L’entreprise, située dans la commune de Penacova (district de Coimbra), avec 96 travailleurs, a suspendu sa production en raison de l’impossibilité d’écouler son matériel, a-t-il ajouté, précisant que quelques solutions sont envisagées en collaboration avec la municipalité et le régiment du génie de l’Armée, mais sans garanties pour le moment.
« Nous allons voir si nous pouvons trouver une solution intermédiaire pour la circulation avec des camions plus petits, mais savoir si cela sera autorisé ou non est une autre question », a précisé Urbano Marques, soulignant que l’entreprise possède un soutien financier pour supporter l’arrêt.
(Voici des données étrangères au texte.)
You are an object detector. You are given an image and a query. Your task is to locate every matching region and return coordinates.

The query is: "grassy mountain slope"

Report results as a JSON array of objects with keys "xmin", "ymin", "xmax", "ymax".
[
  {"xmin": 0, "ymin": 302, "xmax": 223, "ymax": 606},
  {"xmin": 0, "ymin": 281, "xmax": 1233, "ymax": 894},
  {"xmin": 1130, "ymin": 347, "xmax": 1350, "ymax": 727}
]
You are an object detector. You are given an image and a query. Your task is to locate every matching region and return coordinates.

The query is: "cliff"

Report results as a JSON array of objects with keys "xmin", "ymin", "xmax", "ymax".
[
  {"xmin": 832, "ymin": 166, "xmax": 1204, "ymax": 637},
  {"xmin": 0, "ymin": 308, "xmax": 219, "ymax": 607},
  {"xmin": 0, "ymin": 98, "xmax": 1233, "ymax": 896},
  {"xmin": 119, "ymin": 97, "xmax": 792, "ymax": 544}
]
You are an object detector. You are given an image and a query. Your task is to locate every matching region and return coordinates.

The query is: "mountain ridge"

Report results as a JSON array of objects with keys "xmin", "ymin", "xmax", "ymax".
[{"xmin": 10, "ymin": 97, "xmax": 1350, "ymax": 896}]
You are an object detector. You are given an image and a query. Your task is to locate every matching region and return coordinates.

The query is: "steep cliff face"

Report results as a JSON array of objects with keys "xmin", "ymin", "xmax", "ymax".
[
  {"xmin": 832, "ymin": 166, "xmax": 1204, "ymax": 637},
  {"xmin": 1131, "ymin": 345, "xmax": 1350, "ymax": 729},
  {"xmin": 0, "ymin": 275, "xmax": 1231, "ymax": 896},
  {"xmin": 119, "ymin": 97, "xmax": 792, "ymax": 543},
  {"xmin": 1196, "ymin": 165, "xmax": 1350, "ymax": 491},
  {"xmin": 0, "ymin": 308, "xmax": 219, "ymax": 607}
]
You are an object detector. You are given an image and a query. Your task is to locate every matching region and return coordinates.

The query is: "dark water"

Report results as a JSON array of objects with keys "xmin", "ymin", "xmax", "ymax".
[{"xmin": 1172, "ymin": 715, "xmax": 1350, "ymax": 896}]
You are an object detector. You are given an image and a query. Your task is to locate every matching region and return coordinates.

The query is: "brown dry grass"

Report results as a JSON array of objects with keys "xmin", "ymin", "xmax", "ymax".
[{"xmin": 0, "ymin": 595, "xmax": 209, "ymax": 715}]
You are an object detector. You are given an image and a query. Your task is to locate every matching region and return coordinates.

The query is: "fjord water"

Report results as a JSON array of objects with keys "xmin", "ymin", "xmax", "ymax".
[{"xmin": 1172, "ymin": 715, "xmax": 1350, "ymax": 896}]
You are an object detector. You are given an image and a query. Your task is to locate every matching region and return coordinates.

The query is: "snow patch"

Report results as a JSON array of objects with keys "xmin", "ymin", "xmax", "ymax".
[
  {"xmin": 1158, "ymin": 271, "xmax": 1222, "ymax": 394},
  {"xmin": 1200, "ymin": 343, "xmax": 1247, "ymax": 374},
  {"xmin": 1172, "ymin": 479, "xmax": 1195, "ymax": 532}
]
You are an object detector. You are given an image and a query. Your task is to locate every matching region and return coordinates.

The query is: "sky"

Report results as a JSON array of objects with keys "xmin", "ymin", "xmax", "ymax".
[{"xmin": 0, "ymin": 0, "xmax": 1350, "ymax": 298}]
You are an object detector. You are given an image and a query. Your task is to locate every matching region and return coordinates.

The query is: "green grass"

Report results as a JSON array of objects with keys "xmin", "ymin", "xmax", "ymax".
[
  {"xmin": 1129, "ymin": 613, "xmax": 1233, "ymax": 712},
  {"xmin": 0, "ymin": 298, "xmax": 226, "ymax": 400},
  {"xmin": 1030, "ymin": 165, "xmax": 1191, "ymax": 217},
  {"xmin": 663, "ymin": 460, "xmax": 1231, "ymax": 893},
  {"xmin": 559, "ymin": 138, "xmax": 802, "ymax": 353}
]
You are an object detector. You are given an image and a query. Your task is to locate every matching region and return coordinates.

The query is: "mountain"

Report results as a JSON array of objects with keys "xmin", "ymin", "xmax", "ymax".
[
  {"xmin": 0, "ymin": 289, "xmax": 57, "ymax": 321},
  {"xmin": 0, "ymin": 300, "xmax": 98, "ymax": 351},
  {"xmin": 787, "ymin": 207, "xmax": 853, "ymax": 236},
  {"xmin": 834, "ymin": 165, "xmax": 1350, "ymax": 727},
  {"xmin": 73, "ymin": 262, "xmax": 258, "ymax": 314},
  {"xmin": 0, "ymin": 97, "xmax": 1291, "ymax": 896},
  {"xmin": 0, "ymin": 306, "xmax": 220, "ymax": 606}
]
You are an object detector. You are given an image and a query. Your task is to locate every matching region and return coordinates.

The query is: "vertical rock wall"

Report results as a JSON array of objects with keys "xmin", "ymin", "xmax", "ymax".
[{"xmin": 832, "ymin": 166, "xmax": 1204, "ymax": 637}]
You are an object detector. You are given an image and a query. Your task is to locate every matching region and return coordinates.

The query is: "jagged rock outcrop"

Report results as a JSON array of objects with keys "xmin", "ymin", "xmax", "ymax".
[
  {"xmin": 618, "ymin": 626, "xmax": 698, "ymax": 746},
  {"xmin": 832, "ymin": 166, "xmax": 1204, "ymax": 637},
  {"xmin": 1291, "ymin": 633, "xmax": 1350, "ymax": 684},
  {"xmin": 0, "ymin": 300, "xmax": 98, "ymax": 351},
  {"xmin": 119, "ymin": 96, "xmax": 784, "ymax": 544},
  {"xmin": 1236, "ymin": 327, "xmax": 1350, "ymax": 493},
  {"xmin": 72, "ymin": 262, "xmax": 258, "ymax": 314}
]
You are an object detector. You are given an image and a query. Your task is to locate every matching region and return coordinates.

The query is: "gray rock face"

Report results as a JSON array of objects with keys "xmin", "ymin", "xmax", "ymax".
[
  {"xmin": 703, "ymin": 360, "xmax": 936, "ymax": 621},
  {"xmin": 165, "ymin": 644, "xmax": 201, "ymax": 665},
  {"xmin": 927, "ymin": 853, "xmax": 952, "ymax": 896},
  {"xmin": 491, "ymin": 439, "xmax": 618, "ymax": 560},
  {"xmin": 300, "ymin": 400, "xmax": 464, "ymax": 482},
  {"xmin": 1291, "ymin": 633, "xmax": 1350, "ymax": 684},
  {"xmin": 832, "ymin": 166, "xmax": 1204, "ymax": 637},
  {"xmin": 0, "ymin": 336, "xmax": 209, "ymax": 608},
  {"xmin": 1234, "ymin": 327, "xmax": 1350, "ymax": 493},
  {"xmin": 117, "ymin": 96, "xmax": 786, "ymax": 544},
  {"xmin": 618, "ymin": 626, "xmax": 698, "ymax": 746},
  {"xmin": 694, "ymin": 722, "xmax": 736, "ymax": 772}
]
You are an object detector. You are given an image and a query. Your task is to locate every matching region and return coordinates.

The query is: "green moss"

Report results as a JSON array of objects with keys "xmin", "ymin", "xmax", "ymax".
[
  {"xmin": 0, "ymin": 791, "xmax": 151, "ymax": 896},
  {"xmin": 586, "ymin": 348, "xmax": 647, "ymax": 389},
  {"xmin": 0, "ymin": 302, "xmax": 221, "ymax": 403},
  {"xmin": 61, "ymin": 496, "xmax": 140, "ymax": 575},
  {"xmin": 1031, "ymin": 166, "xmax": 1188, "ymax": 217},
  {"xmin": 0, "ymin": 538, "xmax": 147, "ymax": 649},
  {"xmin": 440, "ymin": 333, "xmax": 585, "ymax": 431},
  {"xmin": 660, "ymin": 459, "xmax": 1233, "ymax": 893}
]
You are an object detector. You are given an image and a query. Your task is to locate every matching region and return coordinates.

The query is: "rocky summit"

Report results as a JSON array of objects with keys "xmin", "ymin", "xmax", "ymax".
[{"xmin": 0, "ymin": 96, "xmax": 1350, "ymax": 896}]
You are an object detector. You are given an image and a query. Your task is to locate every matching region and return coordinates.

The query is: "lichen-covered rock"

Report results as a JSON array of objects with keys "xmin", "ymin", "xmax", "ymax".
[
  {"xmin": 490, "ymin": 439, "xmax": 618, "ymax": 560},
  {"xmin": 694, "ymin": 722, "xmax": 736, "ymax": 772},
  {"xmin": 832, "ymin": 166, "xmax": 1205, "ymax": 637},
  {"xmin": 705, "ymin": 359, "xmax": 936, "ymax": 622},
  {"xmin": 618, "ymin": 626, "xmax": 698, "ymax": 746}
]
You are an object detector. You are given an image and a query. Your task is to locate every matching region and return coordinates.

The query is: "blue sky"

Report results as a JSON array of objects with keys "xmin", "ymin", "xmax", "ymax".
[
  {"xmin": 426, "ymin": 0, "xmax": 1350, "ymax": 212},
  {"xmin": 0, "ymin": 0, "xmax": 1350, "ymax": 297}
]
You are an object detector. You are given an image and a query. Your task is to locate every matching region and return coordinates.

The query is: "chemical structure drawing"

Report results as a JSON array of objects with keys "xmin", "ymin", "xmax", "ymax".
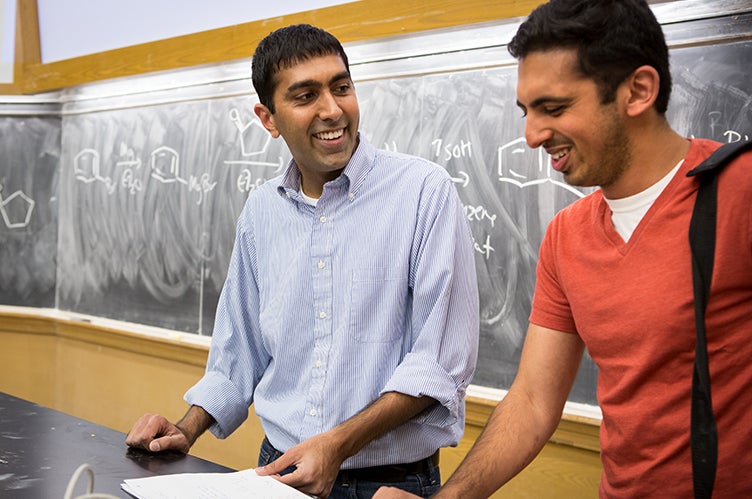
[
  {"xmin": 497, "ymin": 137, "xmax": 585, "ymax": 198},
  {"xmin": 225, "ymin": 108, "xmax": 284, "ymax": 171},
  {"xmin": 0, "ymin": 184, "xmax": 35, "ymax": 229},
  {"xmin": 73, "ymin": 148, "xmax": 116, "ymax": 194}
]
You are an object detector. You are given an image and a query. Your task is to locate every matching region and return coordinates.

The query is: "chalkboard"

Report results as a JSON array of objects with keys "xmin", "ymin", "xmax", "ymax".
[
  {"xmin": 0, "ymin": 12, "xmax": 752, "ymax": 405},
  {"xmin": 0, "ymin": 114, "xmax": 60, "ymax": 307},
  {"xmin": 58, "ymin": 96, "xmax": 289, "ymax": 333}
]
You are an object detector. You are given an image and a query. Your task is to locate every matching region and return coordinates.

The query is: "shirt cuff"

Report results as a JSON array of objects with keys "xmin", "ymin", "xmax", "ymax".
[{"xmin": 183, "ymin": 371, "xmax": 251, "ymax": 438}]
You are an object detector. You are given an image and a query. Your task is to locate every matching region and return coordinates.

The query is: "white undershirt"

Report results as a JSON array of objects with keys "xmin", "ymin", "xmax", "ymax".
[
  {"xmin": 604, "ymin": 159, "xmax": 684, "ymax": 242},
  {"xmin": 300, "ymin": 189, "xmax": 319, "ymax": 207}
]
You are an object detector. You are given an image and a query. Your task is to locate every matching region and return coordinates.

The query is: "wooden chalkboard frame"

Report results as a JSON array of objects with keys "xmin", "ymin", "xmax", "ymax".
[{"xmin": 0, "ymin": 0, "xmax": 542, "ymax": 94}]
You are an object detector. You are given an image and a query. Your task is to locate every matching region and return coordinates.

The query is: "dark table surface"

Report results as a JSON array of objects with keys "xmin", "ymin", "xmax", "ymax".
[{"xmin": 0, "ymin": 392, "xmax": 233, "ymax": 499}]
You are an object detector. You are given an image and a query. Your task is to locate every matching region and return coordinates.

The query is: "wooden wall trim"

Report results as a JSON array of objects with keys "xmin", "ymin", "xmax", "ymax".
[
  {"xmin": 15, "ymin": 0, "xmax": 543, "ymax": 94},
  {"xmin": 0, "ymin": 310, "xmax": 600, "ymax": 452}
]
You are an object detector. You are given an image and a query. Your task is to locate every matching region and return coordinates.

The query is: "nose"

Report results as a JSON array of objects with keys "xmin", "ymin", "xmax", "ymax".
[
  {"xmin": 319, "ymin": 92, "xmax": 342, "ymax": 121},
  {"xmin": 525, "ymin": 113, "xmax": 553, "ymax": 149}
]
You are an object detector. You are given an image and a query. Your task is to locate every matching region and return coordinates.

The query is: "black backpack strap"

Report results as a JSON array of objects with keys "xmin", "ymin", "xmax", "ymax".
[{"xmin": 687, "ymin": 141, "xmax": 752, "ymax": 498}]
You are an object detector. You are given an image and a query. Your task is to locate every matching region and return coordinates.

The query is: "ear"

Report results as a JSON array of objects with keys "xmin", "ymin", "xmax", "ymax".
[
  {"xmin": 253, "ymin": 104, "xmax": 280, "ymax": 139},
  {"xmin": 623, "ymin": 66, "xmax": 661, "ymax": 117}
]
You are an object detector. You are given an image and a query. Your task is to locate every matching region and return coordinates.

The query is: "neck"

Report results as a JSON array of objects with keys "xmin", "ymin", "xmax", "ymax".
[{"xmin": 602, "ymin": 119, "xmax": 689, "ymax": 199}]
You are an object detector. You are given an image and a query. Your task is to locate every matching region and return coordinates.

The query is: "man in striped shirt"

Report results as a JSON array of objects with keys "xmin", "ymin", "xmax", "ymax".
[{"xmin": 126, "ymin": 25, "xmax": 479, "ymax": 497}]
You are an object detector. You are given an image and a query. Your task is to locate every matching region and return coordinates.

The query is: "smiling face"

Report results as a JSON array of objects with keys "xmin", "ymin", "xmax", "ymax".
[
  {"xmin": 517, "ymin": 49, "xmax": 631, "ymax": 193},
  {"xmin": 254, "ymin": 55, "xmax": 360, "ymax": 197}
]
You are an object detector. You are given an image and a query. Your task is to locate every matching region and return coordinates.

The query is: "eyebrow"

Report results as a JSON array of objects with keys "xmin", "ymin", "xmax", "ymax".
[
  {"xmin": 287, "ymin": 71, "xmax": 351, "ymax": 93},
  {"xmin": 517, "ymin": 95, "xmax": 572, "ymax": 110}
]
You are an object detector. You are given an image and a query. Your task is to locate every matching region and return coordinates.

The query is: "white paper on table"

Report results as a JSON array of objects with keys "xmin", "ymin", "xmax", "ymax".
[{"xmin": 120, "ymin": 468, "xmax": 311, "ymax": 499}]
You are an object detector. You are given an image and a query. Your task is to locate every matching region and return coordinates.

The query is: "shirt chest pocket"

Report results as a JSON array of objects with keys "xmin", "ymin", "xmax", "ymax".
[{"xmin": 350, "ymin": 268, "xmax": 410, "ymax": 343}]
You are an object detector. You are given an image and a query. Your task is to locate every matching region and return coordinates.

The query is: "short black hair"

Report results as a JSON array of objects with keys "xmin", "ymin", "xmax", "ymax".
[
  {"xmin": 508, "ymin": 0, "xmax": 671, "ymax": 114},
  {"xmin": 251, "ymin": 24, "xmax": 350, "ymax": 114}
]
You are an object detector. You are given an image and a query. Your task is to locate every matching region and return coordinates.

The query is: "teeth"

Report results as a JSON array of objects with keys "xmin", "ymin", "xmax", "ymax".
[{"xmin": 316, "ymin": 129, "xmax": 345, "ymax": 140}]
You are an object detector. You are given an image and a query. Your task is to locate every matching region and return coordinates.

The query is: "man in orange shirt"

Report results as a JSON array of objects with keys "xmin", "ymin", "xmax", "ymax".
[{"xmin": 375, "ymin": 0, "xmax": 752, "ymax": 499}]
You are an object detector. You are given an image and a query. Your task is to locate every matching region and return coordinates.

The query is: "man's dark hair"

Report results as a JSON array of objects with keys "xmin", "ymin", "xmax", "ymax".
[
  {"xmin": 508, "ymin": 0, "xmax": 671, "ymax": 114},
  {"xmin": 251, "ymin": 24, "xmax": 350, "ymax": 114}
]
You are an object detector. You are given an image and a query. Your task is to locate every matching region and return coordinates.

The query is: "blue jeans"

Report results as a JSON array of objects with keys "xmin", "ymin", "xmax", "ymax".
[{"xmin": 258, "ymin": 438, "xmax": 441, "ymax": 499}]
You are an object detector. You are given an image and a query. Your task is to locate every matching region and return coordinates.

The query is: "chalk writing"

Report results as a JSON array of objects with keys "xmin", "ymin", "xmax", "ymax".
[
  {"xmin": 497, "ymin": 137, "xmax": 585, "ymax": 197},
  {"xmin": 0, "ymin": 184, "xmax": 35, "ymax": 229}
]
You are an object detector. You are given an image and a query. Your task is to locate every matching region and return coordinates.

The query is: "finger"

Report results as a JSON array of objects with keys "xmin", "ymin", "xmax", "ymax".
[
  {"xmin": 256, "ymin": 453, "xmax": 295, "ymax": 476},
  {"xmin": 148, "ymin": 433, "xmax": 188, "ymax": 453}
]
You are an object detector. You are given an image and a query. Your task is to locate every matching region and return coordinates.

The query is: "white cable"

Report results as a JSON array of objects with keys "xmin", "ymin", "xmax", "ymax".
[{"xmin": 63, "ymin": 463, "xmax": 120, "ymax": 499}]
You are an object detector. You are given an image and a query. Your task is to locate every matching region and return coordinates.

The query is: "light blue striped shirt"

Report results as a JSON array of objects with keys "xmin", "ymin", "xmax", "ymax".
[{"xmin": 185, "ymin": 135, "xmax": 479, "ymax": 468}]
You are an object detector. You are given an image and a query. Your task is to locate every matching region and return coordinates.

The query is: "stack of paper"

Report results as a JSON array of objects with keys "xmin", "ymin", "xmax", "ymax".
[{"xmin": 121, "ymin": 469, "xmax": 310, "ymax": 499}]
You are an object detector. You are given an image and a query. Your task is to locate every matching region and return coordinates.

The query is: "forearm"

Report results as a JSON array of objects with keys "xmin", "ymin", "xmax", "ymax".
[
  {"xmin": 327, "ymin": 392, "xmax": 437, "ymax": 461},
  {"xmin": 175, "ymin": 405, "xmax": 214, "ymax": 446},
  {"xmin": 434, "ymin": 393, "xmax": 556, "ymax": 499}
]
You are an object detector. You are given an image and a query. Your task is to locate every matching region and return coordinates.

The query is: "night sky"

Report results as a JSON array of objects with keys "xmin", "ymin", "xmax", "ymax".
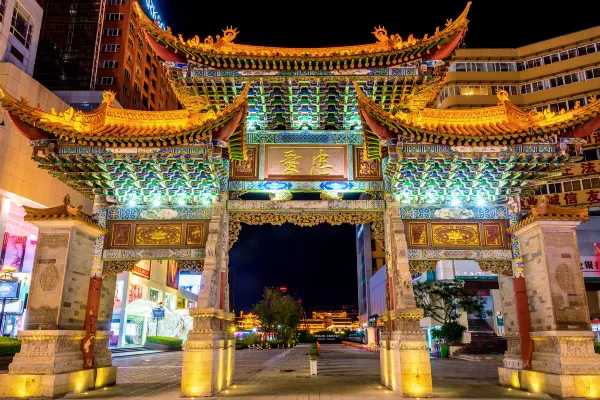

Selon l’administrateur, l’entreprise est « leader du marché depuis 14 ans », mais prévoit une « perte plus importante » en raison du manque de produit que ses clients pourraient ressentir si l’arrêt se prolonge.
Le président de la Chambre de Penacova, Álvaro Coimbra, a exprimé ses préoccupations à l’agence Lusa, rappelant que cette entreprise est « l’un des plus grands employeurs de la commune ».
« Nous cherchons une solution alternative, étant donné que l’accès existant ne sera pas résolu rapidement », a-t-il noté.
Selon le maire, l’Armée a été sur le terrain dimanche pour évaluer une alternative, notamment la création d’un pont, mais « avec le débit du fleuve, il n’y a même pas de conditions pour évaluer » la faisabilité de cette infrastructure.
« Nous devons chercher une alternative, que ce soit par le biais de l’Armée ou avec l’IP [Infrastructures de Portugal], car il pourrait y avoir un lien entre ce qui se passe là-bas et ce qui est arrivé au talus de l’IP3, au même endroit, mais plus en amont sur la pente [qui a entraîné la suppression d’une voie] », a déclaré Álvaro Coimbra.